Há de se convir que o capitalismo ao superar o escravismo, jamais efetivou o ideal de liberdade, igualdade e fraternidade para todo o povo, muito menos para a população negra. Nem poderia, já que traz em si o princíio de exclusão estrutural. A riqueza que resulta de um processo coletivo de produção é, inversamente, de propriedade privada ou individual, ao tempo em que a seleção por incentivo à competição e ao individualismo, necessariamente marginalizará muitas trabalhadoras e trabalhadores, sendo propício ao capitalismo justificar tal seleção em uma herança cultural ‘construída’- como a tese de ‘raça inferior’ ou raça mais afim com certas dimensões, como a proximidade com a natureza, o dançar e o cantar, e não dada ao lidar com tecnologia.

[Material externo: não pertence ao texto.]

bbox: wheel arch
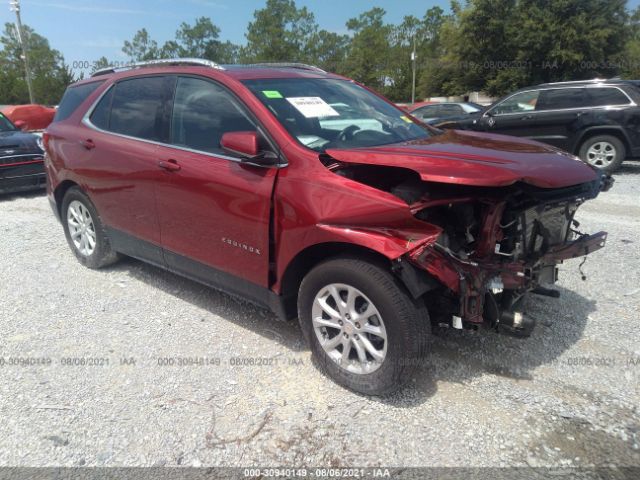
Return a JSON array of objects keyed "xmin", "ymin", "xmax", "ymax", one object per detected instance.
[
  {"xmin": 279, "ymin": 242, "xmax": 438, "ymax": 318},
  {"xmin": 53, "ymin": 180, "xmax": 80, "ymax": 218},
  {"xmin": 573, "ymin": 125, "xmax": 631, "ymax": 158}
]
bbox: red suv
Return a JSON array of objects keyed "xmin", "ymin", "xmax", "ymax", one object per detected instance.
[{"xmin": 44, "ymin": 60, "xmax": 610, "ymax": 394}]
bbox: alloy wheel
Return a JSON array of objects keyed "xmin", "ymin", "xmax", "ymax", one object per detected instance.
[
  {"xmin": 67, "ymin": 200, "xmax": 96, "ymax": 257},
  {"xmin": 587, "ymin": 142, "xmax": 617, "ymax": 168},
  {"xmin": 311, "ymin": 283, "xmax": 388, "ymax": 374}
]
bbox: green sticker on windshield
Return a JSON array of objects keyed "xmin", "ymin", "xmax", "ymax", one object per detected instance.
[{"xmin": 262, "ymin": 90, "xmax": 282, "ymax": 98}]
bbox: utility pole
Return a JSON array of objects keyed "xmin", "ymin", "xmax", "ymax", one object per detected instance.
[
  {"xmin": 9, "ymin": 0, "xmax": 35, "ymax": 103},
  {"xmin": 411, "ymin": 32, "xmax": 416, "ymax": 103}
]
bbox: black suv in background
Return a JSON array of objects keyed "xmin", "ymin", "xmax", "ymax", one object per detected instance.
[{"xmin": 432, "ymin": 80, "xmax": 640, "ymax": 173}]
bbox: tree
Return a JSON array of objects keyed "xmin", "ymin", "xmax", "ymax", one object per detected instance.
[
  {"xmin": 309, "ymin": 30, "xmax": 350, "ymax": 73},
  {"xmin": 346, "ymin": 7, "xmax": 393, "ymax": 91},
  {"xmin": 240, "ymin": 0, "xmax": 318, "ymax": 63},
  {"xmin": 91, "ymin": 57, "xmax": 110, "ymax": 74},
  {"xmin": 617, "ymin": 7, "xmax": 640, "ymax": 79},
  {"xmin": 122, "ymin": 28, "xmax": 160, "ymax": 62},
  {"xmin": 172, "ymin": 17, "xmax": 238, "ymax": 63},
  {"xmin": 389, "ymin": 7, "xmax": 446, "ymax": 100},
  {"xmin": 122, "ymin": 17, "xmax": 238, "ymax": 63},
  {"xmin": 425, "ymin": 0, "xmax": 628, "ymax": 95},
  {"xmin": 0, "ymin": 23, "xmax": 75, "ymax": 105}
]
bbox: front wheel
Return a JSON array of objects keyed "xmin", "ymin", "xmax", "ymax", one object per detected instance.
[
  {"xmin": 298, "ymin": 258, "xmax": 430, "ymax": 395},
  {"xmin": 579, "ymin": 135, "xmax": 626, "ymax": 173}
]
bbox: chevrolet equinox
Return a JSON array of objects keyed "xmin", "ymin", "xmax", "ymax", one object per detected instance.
[{"xmin": 44, "ymin": 59, "xmax": 611, "ymax": 395}]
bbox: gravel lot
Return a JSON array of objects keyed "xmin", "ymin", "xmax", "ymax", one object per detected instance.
[{"xmin": 0, "ymin": 163, "xmax": 640, "ymax": 467}]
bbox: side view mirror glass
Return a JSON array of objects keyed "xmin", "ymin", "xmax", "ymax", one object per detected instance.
[{"xmin": 220, "ymin": 131, "xmax": 278, "ymax": 167}]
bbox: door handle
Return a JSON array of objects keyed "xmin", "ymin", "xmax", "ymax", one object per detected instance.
[
  {"xmin": 158, "ymin": 159, "xmax": 180, "ymax": 172},
  {"xmin": 80, "ymin": 138, "xmax": 96, "ymax": 150}
]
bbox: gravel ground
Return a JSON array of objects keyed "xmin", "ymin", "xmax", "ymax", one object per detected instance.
[{"xmin": 0, "ymin": 163, "xmax": 640, "ymax": 467}]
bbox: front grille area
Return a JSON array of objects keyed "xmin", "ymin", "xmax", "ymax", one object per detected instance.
[{"xmin": 500, "ymin": 202, "xmax": 577, "ymax": 261}]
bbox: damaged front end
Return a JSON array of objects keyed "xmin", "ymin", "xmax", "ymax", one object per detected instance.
[
  {"xmin": 327, "ymin": 155, "xmax": 611, "ymax": 336},
  {"xmin": 407, "ymin": 180, "xmax": 607, "ymax": 336}
]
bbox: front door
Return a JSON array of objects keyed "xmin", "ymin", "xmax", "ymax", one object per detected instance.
[
  {"xmin": 75, "ymin": 76, "xmax": 172, "ymax": 264},
  {"xmin": 156, "ymin": 77, "xmax": 277, "ymax": 296}
]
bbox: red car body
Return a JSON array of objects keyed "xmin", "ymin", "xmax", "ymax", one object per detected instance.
[
  {"xmin": 45, "ymin": 62, "xmax": 608, "ymax": 334},
  {"xmin": 1, "ymin": 105, "xmax": 56, "ymax": 131}
]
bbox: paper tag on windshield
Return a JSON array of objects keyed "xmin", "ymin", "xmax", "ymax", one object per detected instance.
[{"xmin": 287, "ymin": 97, "xmax": 340, "ymax": 118}]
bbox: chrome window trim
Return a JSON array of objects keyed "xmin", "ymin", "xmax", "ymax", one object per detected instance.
[
  {"xmin": 81, "ymin": 79, "xmax": 289, "ymax": 168},
  {"xmin": 482, "ymin": 84, "xmax": 638, "ymax": 117},
  {"xmin": 0, "ymin": 153, "xmax": 44, "ymax": 160}
]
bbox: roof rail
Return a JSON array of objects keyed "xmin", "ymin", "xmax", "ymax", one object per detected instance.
[
  {"xmin": 91, "ymin": 58, "xmax": 224, "ymax": 77},
  {"xmin": 244, "ymin": 62, "xmax": 327, "ymax": 73},
  {"xmin": 540, "ymin": 78, "xmax": 607, "ymax": 85}
]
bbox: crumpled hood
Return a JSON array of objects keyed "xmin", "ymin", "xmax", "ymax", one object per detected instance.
[
  {"xmin": 0, "ymin": 130, "xmax": 42, "ymax": 154},
  {"xmin": 326, "ymin": 130, "xmax": 598, "ymax": 188}
]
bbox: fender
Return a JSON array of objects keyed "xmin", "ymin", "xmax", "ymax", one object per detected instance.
[{"xmin": 318, "ymin": 224, "xmax": 442, "ymax": 260}]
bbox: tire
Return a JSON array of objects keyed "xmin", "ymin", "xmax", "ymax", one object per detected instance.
[
  {"xmin": 298, "ymin": 258, "xmax": 430, "ymax": 395},
  {"xmin": 578, "ymin": 135, "xmax": 627, "ymax": 173},
  {"xmin": 60, "ymin": 187, "xmax": 119, "ymax": 269}
]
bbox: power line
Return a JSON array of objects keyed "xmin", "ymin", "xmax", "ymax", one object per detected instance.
[{"xmin": 9, "ymin": 0, "xmax": 35, "ymax": 103}]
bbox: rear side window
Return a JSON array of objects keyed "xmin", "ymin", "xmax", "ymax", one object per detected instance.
[
  {"xmin": 53, "ymin": 80, "xmax": 104, "ymax": 122},
  {"xmin": 440, "ymin": 105, "xmax": 464, "ymax": 117},
  {"xmin": 491, "ymin": 90, "xmax": 540, "ymax": 115},
  {"xmin": 536, "ymin": 88, "xmax": 589, "ymax": 110},
  {"xmin": 110, "ymin": 77, "xmax": 168, "ymax": 141},
  {"xmin": 91, "ymin": 88, "xmax": 115, "ymax": 130},
  {"xmin": 588, "ymin": 88, "xmax": 629, "ymax": 107},
  {"xmin": 413, "ymin": 105, "xmax": 440, "ymax": 118},
  {"xmin": 171, "ymin": 77, "xmax": 256, "ymax": 153}
]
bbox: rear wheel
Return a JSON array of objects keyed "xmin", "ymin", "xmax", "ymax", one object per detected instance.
[
  {"xmin": 298, "ymin": 258, "xmax": 429, "ymax": 395},
  {"xmin": 61, "ymin": 187, "xmax": 118, "ymax": 268},
  {"xmin": 579, "ymin": 135, "xmax": 626, "ymax": 173}
]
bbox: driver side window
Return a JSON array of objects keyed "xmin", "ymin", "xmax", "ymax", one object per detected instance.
[
  {"xmin": 489, "ymin": 90, "xmax": 540, "ymax": 115},
  {"xmin": 171, "ymin": 77, "xmax": 257, "ymax": 153}
]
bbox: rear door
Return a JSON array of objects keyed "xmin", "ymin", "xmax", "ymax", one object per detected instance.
[
  {"xmin": 78, "ymin": 76, "xmax": 174, "ymax": 264},
  {"xmin": 527, "ymin": 87, "xmax": 590, "ymax": 150},
  {"xmin": 156, "ymin": 76, "xmax": 277, "ymax": 296},
  {"xmin": 478, "ymin": 90, "xmax": 540, "ymax": 137}
]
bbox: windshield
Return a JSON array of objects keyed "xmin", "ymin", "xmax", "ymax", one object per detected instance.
[
  {"xmin": 243, "ymin": 78, "xmax": 431, "ymax": 152},
  {"xmin": 0, "ymin": 113, "xmax": 16, "ymax": 132}
]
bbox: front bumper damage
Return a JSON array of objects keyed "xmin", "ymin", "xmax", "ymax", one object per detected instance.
[{"xmin": 407, "ymin": 228, "xmax": 607, "ymax": 333}]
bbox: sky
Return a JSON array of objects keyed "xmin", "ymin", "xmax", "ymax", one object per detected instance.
[
  {"xmin": 0, "ymin": 0, "xmax": 450, "ymax": 75},
  {"xmin": 0, "ymin": 0, "xmax": 640, "ymax": 76}
]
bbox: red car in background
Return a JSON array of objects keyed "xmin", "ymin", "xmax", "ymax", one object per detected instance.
[{"xmin": 0, "ymin": 104, "xmax": 56, "ymax": 131}]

As crianças e jovens negros, incorporando o sentimento de inferioridade, referencial imposta pela ideologia racista, se entusiasmam com o que se consideraria sua natural vocação para algumas áreas até importantes, como esporte, dança e música, mais comercial. Mas, por outro lado, assumem certa ‘incapacidade’ para o que seria as áreas dos brancos, em especial de classe média, que supostamente seriam as relacionadas à tecnologia de ponta, de mais alta remuneração.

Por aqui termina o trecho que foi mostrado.